I have already considered having the post code limiter on a separate page non ajax to limit the results.

For your queries are you using the evil SELECT * or are you specifying just the fields that you want (where you don’t need all the fields returned)?

Yes ha ha this morning I thought of that, realised I only need to select id, I now gat 2208226 in 7.69 seconds. Instead of 18 seconds.

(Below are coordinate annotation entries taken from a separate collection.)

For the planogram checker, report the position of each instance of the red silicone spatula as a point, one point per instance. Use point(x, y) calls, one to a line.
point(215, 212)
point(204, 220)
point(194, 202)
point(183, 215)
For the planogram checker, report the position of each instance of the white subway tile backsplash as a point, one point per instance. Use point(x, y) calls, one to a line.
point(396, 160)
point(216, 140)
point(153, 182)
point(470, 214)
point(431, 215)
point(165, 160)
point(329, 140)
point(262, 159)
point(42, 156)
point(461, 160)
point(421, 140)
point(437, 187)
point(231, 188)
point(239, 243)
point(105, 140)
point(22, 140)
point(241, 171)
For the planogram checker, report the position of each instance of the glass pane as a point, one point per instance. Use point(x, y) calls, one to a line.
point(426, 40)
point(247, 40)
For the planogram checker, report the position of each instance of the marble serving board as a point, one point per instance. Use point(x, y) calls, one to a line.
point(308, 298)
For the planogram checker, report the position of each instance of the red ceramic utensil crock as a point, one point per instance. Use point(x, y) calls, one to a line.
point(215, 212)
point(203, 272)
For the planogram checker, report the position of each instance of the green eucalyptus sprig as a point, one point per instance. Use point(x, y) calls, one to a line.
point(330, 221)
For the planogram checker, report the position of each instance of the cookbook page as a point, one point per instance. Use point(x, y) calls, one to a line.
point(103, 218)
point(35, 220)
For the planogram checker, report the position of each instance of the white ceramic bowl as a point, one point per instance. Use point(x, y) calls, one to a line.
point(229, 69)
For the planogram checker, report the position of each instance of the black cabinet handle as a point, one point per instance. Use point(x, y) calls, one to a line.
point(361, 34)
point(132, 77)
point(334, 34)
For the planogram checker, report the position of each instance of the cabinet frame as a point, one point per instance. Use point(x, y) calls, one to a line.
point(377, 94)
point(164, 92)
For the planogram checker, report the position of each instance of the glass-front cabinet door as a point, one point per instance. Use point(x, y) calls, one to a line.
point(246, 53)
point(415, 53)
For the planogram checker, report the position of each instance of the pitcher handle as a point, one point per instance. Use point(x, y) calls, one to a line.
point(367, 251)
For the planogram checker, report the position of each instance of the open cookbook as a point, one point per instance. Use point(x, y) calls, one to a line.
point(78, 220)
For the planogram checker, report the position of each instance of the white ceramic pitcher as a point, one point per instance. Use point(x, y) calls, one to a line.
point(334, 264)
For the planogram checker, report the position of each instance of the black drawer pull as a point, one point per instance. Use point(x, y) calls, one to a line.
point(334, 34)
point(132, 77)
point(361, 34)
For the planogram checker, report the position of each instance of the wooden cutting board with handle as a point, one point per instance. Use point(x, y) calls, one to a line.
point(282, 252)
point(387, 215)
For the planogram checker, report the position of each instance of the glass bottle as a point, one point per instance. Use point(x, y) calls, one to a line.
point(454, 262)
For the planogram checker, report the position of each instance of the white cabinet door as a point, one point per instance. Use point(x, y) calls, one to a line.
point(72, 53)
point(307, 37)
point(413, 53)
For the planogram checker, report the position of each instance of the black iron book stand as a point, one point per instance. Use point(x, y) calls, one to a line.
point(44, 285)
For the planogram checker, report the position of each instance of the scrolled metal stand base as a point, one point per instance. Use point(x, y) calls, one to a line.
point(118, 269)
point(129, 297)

I had always been told to only select the fields you need but in most applications the time saving is minimal in this it is clear to see a huge performance boost.

I had always been told to only select the fields you need

Better you’ve been told to only select the rows you need…

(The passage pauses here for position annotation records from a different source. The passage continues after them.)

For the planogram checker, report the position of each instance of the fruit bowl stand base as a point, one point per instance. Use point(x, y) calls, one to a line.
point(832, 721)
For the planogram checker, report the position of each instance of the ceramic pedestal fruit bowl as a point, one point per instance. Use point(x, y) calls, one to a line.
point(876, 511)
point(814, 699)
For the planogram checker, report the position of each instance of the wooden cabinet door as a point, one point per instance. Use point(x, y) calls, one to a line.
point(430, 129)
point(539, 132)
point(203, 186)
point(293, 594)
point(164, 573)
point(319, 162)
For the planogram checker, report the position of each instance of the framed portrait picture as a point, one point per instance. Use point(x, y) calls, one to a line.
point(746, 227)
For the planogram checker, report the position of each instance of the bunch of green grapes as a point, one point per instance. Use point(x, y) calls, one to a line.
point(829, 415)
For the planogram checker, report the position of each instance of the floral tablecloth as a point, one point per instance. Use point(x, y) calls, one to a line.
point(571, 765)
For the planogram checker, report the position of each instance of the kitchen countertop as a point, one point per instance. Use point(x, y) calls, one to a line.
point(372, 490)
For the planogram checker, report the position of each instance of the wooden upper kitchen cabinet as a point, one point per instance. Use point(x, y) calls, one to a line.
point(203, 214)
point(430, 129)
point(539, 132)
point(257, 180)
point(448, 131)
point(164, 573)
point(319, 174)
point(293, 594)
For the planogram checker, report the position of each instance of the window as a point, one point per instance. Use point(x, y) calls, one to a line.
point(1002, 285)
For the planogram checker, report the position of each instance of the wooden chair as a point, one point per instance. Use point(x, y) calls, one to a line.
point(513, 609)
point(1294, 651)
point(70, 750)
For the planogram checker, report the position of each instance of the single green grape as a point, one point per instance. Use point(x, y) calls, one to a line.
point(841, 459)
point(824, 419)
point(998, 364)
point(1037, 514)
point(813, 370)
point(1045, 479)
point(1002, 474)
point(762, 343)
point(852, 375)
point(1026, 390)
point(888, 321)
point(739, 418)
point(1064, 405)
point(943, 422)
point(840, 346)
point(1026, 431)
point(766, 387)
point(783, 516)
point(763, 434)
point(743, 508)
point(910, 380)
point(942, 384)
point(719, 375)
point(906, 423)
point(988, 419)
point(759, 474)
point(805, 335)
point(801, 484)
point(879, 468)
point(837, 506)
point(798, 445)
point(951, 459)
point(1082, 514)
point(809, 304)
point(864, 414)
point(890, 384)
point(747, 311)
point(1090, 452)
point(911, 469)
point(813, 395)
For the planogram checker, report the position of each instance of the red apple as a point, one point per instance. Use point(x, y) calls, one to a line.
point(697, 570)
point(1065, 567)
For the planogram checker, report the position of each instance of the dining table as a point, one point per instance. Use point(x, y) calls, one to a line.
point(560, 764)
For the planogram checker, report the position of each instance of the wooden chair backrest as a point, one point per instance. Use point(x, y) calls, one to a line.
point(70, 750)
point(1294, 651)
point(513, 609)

Slightly off-topic, but I wonder which is more performant, SELECT * or SELECT fields when you actually do need all the fields in the table…

I guess what I’m pondering is whether or not there is any overhead incurred by the RDBMS when asked to pluck out the fields rather than just getting 'em all.

I notice when I am in php myadmin, it does the queries much faster, is there any reason for this? Or any way to get my code working as fast?

Oh you already made greatest improving to your database architect.
Nothing can help you more.

Save for book or two on database basics may be.

this doesn’t make a lot of sense

why do you want a query to return 2 million ids?

what kind of web page lists 2 million ids?

surely there is something else you’re trying to accomplish

totally disagree

Like r937 I also disagree. How about indices, are they setup correctly? Do you use the correct data types? How about using shards? (etc)

I only pray for some administrator would think the same.
Cause I am usually get punished for my sarcasm.

your sarcasm isn’t obvious, that’s the problem

R927 the reason for returning all the ids is that I really only want a count of the data, as the idea is your create a count of your required data, limiting on various data types like age, sex, etc, etc. You then pay for your list and you will receive a link to download the data.

All I am doing is refining the search to determine the final count of data.

ScallioXTX this is my test database, I have noticed there is no index, I thought I setup an index on id with auto increment obviously not.

CREATE TABLE IF NOT EXISTS data (
id int(10) NOT NULL,
age int(3) NOT NULL,
sex int(1) NOT NULL,
postcode varchar(25) NOT NULL,
mortgage int(10) NOT NULL,
married int(1) NOT NULL,
prop_val int(10) NOT NULL,
employed int(1) NOT NULL,
car_own int(1) NOT NULL,
head_house int(1) NOT NULL,
children int(2) NOT NULL
) ENGINE=MyISAM DEFAULT CHARSET=latin1;

Can you tell me more about Shards?

I also think that it is PHP slowing the process down, as on php my admin the query is always a small amount but the page refresh is very slow.

in that case you should use COUNT(*) and return only one row from the database

This is how bad habits learned when working with tiny data sets (SELECT *, returning a long result set and counting in PHP, not designing indexes, using bad data types, returning too many rows, etc.) come back to bite you.
None of that stuff makes a difference with 100 rows, but needs to be paid attention to now.

Using EXPLAIN to ensure your queries use indexes, and caching where appropriate will probably give you the biggest performance gains.

@AnthonySterling - it’s my understanding (never tested it) that even when you do need to select all fields it is faster to specify them all in the query.